There being no denial of those averments of the mechanic’s lien in which the sale and delivery of material by the sub-contractor to the contractor are set forth, it was proper to permit the lien to be read into evidence, and such reading dispenses with proof of the sales and deliveries: Ott v. Du Plan Silk Corp., 271 Pa. 322; Weaver v. Sheeler, 118 Pa. 634; Weitzel Lumber Co. v. Chenowith, 27 Dist. R. 864; Ronalds & Johnson Co. v. Kennedy, 25 Dist. R. 417.
Plaintiff did not file a replication to the affidavit of defence. Nor did defendants, who are the owners, rule plaintiff to file a replication, as provided for by the Act of June 4, 1901, § 34, P. L. 447. Whether in these circumstances the affidavit of defence was properly admitted into evidence need not be decided. For the purpose of this adjudication, we shall consider that it is *685properly before us. Certainly, defendants will not object if we so consider that which they offered in evidence. We shall also, as far as is possible, assume that the facts averred in the affidavit of defence are true, with like effect as though they had actually been proven at the trial, although in doing so we shall encounter some difficulty, since defendants have sometimes pleaded conclusions of law and inferences of fact instead of the facts.

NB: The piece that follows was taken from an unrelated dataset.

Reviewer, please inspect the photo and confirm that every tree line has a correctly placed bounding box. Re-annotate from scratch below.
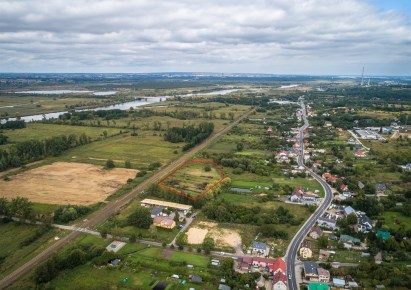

The averments of the affidavit of defence, briefly summarized, amount to this: That at the time plaintiff commenced to supply materials to the contractor, the owners gave a written guaranty to the sub-contractor for the material to be supplied by it, and in consideration of that guaranty the subcontractor agreed with the owner not to file a mechanic’s lien. The subcontractor supplied materials in the sum of $1579.92, which apparently covered the items referred to in the affidavit of defence as “the estimate,” and also furnished materials in the sum of $328.10, which are extra and additional materials. The guaranty referred to in the affidavit of defence covers the items in the estimate, which, as already stated, amount to $1579.92. The guaranty is not before us, but we assume that it was in writing. The agreement is verbal and the foregoing statement of it is taken from the affidavit of defence. The contention of the defendants must be that plaintiff may not file the mechanic’s lien because of the agreement. Manifestly, this contention cannot prevail, for the Act of June 4, 1901, § 15, P. L. 438, amended by the Act of April 24, 1903, § 1, P. L. 297, provides that: “If the legal effect of the contract between the owner and contractor is that no claim shall be filed by any one, such provision shall be binding; but the only admissible evidence thereof, as against a sub-contractor, shall be proof of actual notice thereof to him before any labor or materials are furnished by him, or proof that a duly written and signed contract to that effect has been filed in the office of the prothonotary of' the Court of Common Pleas of the county where the structure or other improvement is situate prior to the commencement of the work upon the ground, etc.”
There is no proof or allegation of a contract between the owners and the contractor to the effect that no claim should be filed by any one, and, therefore, there could not have been actual notice thereof to the sub-contractor. Nor was a stipulation against mechanics’ liens entered of record, as provided by the section above referred to. It follows that the agreement not to file a lien is unenforceable. Nor did the taking of security by the sub-contractor from the owner bar the sub-contractor’s right to file a lien: Kinsley v. Buchanan, 5 Watts, 118; Shaw v. Church, 39 Pa. 226; Johns v. Bolton, 12 Pa. 339.
The affidavit of defence also alleges that plaintiff had agreed not to furnish materials other than those set forth in the estimate, and that, therefore, the claim for the additional materials, amounting to $323.10, cannot be maintained. Assuming that this is true, we do not understand how defendants can refuse payment if the goods were actually delivered and used in the structure. Certainly, it was as much defendants’ duty to see that extra materials were not installed as it was the business of plaintiff to see that such extra materials were not furnished. The owners’ acceptance of such materials obligated them to pay for them, whatever may have been the contract between them and plaintiff. Moreover, we note from the notice of intention to file a lien, to which reference is made in the affidavit of defence, that defendants made payments on account after the extra materials had been furnished. These factors certainly estop them from setting up a contract against the supply of extra materials. Apart from all this, it is to be noted that defendants have not paid or tendered payment of the guaranty. Until *686they do that, they are not in a position to enforce an agreement made, as they claim, in consideration of the guaranty.
Now, Aug. 8, 1925, the rule to show cause why judgment n. o. v. should not be entered for the defendants is discharged, the motion for a new trial is overruled, and the prothonotary will, upon payment of the jury fee, enter judgment for the plaintiff and against the defendants upon the verdict.